After they are cooled, you will cut them up into smaller pieces and place them on a platter for serving.
Finish with the meats and cook until 165F for the sausages and chicken. The shrimp will turn pink when ready.
The vegetables can be a little undercooked because if you overcook them, they will become soggy quickly.
If you plan to grill a pineapple or stone fruit for dessert, I would recommend doing it right after the entrees while the grill is still hot, be sure to brush it off and burn off any meat flavors before cooking.
Storage tip: I love to pack up the leftovers and store them in containers so I have access to them during the week to whip up a quick salad. The leftover meats are great served cold. Be sure to store leftovers within 2 hours of serving.
Serving Suggestions: I like to present this meal buffet or family-style, so all the picky eaters can get exactly what they want and how much. Sometimes I throw in a Charcuterie Tray as an appetizer for cocktail hour. Colorful platters and mismatched bowels make it visually interesting. Don't forget to add decorative greens to the table to add an accent of color. If you want to serve a tasty simple orange dessert, check out my Moroccon Orange recipe here.

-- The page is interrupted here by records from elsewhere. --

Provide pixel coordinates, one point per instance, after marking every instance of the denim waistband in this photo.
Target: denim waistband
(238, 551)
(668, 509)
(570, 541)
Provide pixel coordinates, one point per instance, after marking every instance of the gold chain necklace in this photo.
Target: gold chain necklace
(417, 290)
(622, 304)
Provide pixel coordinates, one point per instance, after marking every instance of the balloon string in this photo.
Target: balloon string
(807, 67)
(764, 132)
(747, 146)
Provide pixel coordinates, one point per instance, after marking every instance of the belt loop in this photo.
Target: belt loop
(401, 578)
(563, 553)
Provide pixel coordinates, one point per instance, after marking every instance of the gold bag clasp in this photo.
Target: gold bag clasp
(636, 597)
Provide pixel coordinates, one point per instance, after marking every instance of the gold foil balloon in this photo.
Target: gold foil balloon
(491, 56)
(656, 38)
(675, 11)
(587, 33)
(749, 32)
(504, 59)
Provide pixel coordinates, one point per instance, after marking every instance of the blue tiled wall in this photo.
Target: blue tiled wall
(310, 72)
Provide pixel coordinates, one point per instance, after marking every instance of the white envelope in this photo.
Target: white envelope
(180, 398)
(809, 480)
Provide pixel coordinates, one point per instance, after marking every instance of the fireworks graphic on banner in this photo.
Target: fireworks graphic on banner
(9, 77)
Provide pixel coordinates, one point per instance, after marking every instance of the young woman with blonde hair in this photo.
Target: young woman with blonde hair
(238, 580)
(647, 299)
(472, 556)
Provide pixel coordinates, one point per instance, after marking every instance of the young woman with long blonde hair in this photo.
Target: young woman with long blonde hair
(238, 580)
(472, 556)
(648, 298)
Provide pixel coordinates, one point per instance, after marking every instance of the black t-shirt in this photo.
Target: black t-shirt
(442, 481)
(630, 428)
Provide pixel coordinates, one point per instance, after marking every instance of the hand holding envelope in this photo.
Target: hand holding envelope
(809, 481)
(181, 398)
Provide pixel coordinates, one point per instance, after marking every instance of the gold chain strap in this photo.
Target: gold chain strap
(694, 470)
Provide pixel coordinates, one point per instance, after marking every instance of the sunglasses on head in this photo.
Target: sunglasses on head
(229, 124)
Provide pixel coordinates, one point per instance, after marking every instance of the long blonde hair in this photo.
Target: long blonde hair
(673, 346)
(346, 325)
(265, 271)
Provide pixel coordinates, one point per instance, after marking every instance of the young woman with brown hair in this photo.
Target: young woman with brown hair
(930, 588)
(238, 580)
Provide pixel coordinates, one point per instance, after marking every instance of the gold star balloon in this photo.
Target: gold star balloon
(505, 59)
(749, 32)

For beverage pairing, I would suggest a lighter Pinot Noir such as Angeline from California.
I really love this way of entertaining because I can be creative with the ingredients and most of all they are presented with minimal cooking to enhance their natural flavors. I never have to worry about dietary restrictions because everyone can find something they like. I hope you try this idea and use it as a template to change and add according to your taste. Your guests will enjoy it, I promise!